|A 33cm Clement PDX Clincher Too Fat for UCI|
Regardless, last time I checked at my local shop they didn’t sell 33.1, 33.2 or 33.5 tires. They did have quite a selection of 32’s, 33’s and even 34’s. So we all brought tires to the Masters World Championships with a number of 33 or less written on the sidewall. No one wanted to risk getting DQ’d for something silly at Worlds. Personally, I smartly left my 34 Griffo mounted on a carbon Zipp at home and instead brought a 33 Clement PDX mounted on a old Ritchey WCS wheel. Coincidentally, one tire that was getting flagged by officials as being too fat was the Clement PDX 33 clincher. You’ll recognize it by the World Champion rainbow stripes on the sidewall. I brought three to the venue, two on the pit bike and one on a back-up wheel. I had to scramble.

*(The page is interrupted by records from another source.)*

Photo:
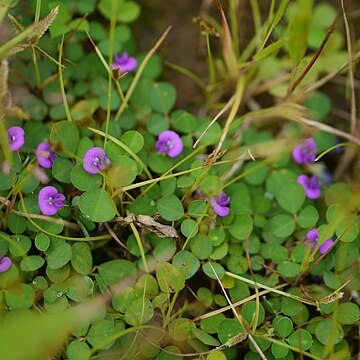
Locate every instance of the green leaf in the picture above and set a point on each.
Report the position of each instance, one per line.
(348, 313)
(78, 350)
(300, 339)
(204, 337)
(319, 105)
(129, 11)
(20, 297)
(66, 135)
(162, 97)
(139, 312)
(214, 270)
(101, 334)
(249, 312)
(20, 245)
(211, 324)
(241, 227)
(59, 256)
(329, 332)
(133, 140)
(122, 300)
(61, 170)
(147, 286)
(81, 259)
(42, 241)
(114, 271)
(278, 350)
(16, 223)
(347, 229)
(256, 171)
(298, 30)
(84, 181)
(170, 278)
(97, 205)
(183, 121)
(187, 263)
(122, 172)
(282, 225)
(201, 246)
(308, 217)
(289, 269)
(164, 250)
(170, 208)
(211, 185)
(228, 330)
(290, 196)
(78, 287)
(283, 325)
(31, 263)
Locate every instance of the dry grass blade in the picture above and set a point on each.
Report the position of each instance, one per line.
(228, 51)
(42, 26)
(314, 58)
(240, 318)
(217, 116)
(238, 96)
(351, 70)
(329, 129)
(140, 71)
(318, 84)
(4, 74)
(238, 303)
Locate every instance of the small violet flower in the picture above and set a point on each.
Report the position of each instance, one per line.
(220, 204)
(125, 62)
(312, 237)
(311, 186)
(95, 160)
(304, 153)
(170, 142)
(50, 200)
(45, 156)
(16, 136)
(5, 263)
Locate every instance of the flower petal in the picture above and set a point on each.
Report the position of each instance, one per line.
(326, 246)
(5, 264)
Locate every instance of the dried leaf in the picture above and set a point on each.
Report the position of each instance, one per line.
(17, 112)
(4, 74)
(42, 26)
(228, 50)
(149, 224)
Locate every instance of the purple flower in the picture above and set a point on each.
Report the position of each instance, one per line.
(312, 237)
(5, 263)
(220, 204)
(16, 136)
(50, 201)
(326, 246)
(125, 62)
(311, 186)
(95, 160)
(304, 153)
(170, 142)
(45, 156)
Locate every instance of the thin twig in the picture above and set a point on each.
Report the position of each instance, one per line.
(351, 71)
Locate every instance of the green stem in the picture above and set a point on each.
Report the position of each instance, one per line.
(61, 82)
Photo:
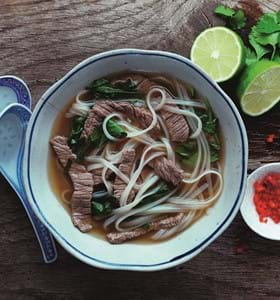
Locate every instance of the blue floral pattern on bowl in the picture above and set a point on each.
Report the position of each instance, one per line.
(13, 90)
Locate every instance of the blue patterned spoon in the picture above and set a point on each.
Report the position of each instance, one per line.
(13, 124)
(13, 90)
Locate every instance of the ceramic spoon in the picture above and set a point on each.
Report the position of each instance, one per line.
(13, 90)
(13, 124)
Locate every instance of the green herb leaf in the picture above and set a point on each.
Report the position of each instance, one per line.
(191, 160)
(251, 56)
(103, 88)
(163, 190)
(115, 129)
(236, 20)
(269, 23)
(209, 121)
(102, 207)
(224, 11)
(214, 149)
(68, 166)
(76, 130)
(97, 139)
(259, 49)
(187, 149)
(277, 56)
(146, 226)
(265, 39)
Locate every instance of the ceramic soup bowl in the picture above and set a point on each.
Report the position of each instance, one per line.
(133, 256)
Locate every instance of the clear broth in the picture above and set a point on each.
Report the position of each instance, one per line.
(60, 182)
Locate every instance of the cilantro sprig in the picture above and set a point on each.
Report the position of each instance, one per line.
(264, 37)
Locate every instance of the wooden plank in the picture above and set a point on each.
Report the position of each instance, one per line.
(40, 41)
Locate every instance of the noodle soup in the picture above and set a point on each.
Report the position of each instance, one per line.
(136, 155)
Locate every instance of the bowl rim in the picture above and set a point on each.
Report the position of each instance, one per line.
(173, 261)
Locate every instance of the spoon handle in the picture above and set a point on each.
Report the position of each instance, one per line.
(45, 239)
(13, 174)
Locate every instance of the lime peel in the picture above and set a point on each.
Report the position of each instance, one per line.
(220, 60)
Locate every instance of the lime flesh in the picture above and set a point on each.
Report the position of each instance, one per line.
(219, 52)
(259, 87)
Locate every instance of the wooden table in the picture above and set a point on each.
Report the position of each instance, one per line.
(40, 41)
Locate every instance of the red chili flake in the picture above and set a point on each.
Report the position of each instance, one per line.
(267, 197)
(241, 248)
(270, 138)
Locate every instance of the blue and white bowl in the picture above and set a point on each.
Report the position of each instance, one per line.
(130, 256)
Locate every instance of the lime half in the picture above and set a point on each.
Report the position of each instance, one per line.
(259, 87)
(219, 52)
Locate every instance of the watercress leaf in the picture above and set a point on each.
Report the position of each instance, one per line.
(214, 156)
(268, 23)
(238, 20)
(97, 208)
(115, 129)
(146, 226)
(214, 150)
(235, 19)
(190, 161)
(251, 56)
(277, 56)
(191, 91)
(224, 11)
(101, 208)
(163, 190)
(76, 130)
(181, 150)
(103, 88)
(186, 149)
(259, 49)
(68, 166)
(266, 39)
(127, 85)
(97, 138)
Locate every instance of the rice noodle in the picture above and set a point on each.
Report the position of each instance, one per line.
(202, 183)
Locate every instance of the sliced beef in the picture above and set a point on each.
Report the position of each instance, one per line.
(96, 117)
(140, 114)
(125, 166)
(82, 184)
(104, 108)
(167, 170)
(121, 237)
(62, 150)
(81, 197)
(176, 124)
(144, 84)
(97, 176)
(165, 223)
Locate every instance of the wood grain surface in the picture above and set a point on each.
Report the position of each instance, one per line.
(40, 40)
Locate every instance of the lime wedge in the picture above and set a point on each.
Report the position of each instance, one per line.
(219, 52)
(259, 87)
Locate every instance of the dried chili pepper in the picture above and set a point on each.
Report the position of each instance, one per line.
(267, 197)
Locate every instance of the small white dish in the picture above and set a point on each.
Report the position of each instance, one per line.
(268, 230)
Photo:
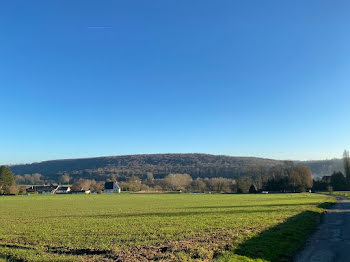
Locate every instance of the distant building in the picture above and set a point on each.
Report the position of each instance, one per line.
(326, 179)
(45, 190)
(111, 187)
(82, 191)
(63, 190)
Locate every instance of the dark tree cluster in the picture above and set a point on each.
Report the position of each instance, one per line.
(338, 181)
(296, 179)
(7, 181)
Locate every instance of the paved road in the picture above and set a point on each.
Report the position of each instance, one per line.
(331, 243)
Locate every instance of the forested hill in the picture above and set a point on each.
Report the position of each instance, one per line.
(322, 168)
(160, 165)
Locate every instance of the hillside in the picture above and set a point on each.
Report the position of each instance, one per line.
(160, 165)
(197, 165)
(322, 168)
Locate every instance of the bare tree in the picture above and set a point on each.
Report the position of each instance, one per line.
(346, 160)
(178, 181)
(65, 178)
(300, 178)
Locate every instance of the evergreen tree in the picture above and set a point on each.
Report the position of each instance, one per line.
(7, 179)
(346, 161)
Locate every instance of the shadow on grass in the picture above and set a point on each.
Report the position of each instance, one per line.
(280, 243)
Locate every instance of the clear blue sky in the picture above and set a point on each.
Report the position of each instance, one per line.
(244, 78)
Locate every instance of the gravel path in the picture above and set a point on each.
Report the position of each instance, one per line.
(331, 243)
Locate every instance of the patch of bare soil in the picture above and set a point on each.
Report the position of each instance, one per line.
(202, 248)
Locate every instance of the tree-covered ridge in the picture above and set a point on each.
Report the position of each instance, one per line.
(160, 165)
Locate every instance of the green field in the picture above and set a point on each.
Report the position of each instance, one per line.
(141, 227)
(345, 194)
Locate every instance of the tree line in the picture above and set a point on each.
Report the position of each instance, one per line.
(338, 181)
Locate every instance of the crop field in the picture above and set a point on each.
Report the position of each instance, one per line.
(163, 227)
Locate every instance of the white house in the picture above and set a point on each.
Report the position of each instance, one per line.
(63, 190)
(111, 187)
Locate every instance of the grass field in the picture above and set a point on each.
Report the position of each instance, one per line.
(141, 227)
(345, 194)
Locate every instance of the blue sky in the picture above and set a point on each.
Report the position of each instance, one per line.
(244, 78)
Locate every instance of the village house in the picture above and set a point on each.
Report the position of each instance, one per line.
(111, 187)
(45, 190)
(63, 190)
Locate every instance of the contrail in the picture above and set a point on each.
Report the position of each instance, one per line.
(99, 27)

Like a cup of flour, there’s air inside a tire. When you’re baking a cake, do you pank down the flour in the measuring cup to get the maximum amount inside? Maybe you do, if you want a thicker batter. Do you leave it slightly heaped or leveled off with the edge of a knife? Do you use the cup measure made out off stiff stainless steel, or does the OXO brand plastic one your wife bought on her $200 shopping spree at Target do in a pinch?
|Rider: "We Can't Hear Back Here." UCI Official: "Listen!"|
Now what was originally intended to be an exact measurement of 33mm becomes an opinion. Riders with flagged tires told me the official said the jig didn’t go on and off the tire smoothly. It's like the Seinfeld parody of the Simpson trial. Maybe the official had wimpy biceps, we joked. You would think either the jig goes on or it doesn’t. Either it comes off or it doesn’t. Is the jig stuck to my tire permanently or not? Should we smear a little Vaseline on the sidewall and try again. The UCI is measuring millimeters like airports measure bags for the overhead bin. Believe me, there’s not a bag I own that I can’t stuff into that metal frame. Now and then, I still have to check it. Go figure. It’s the opinion of that bitchy flight attendant, not exact science.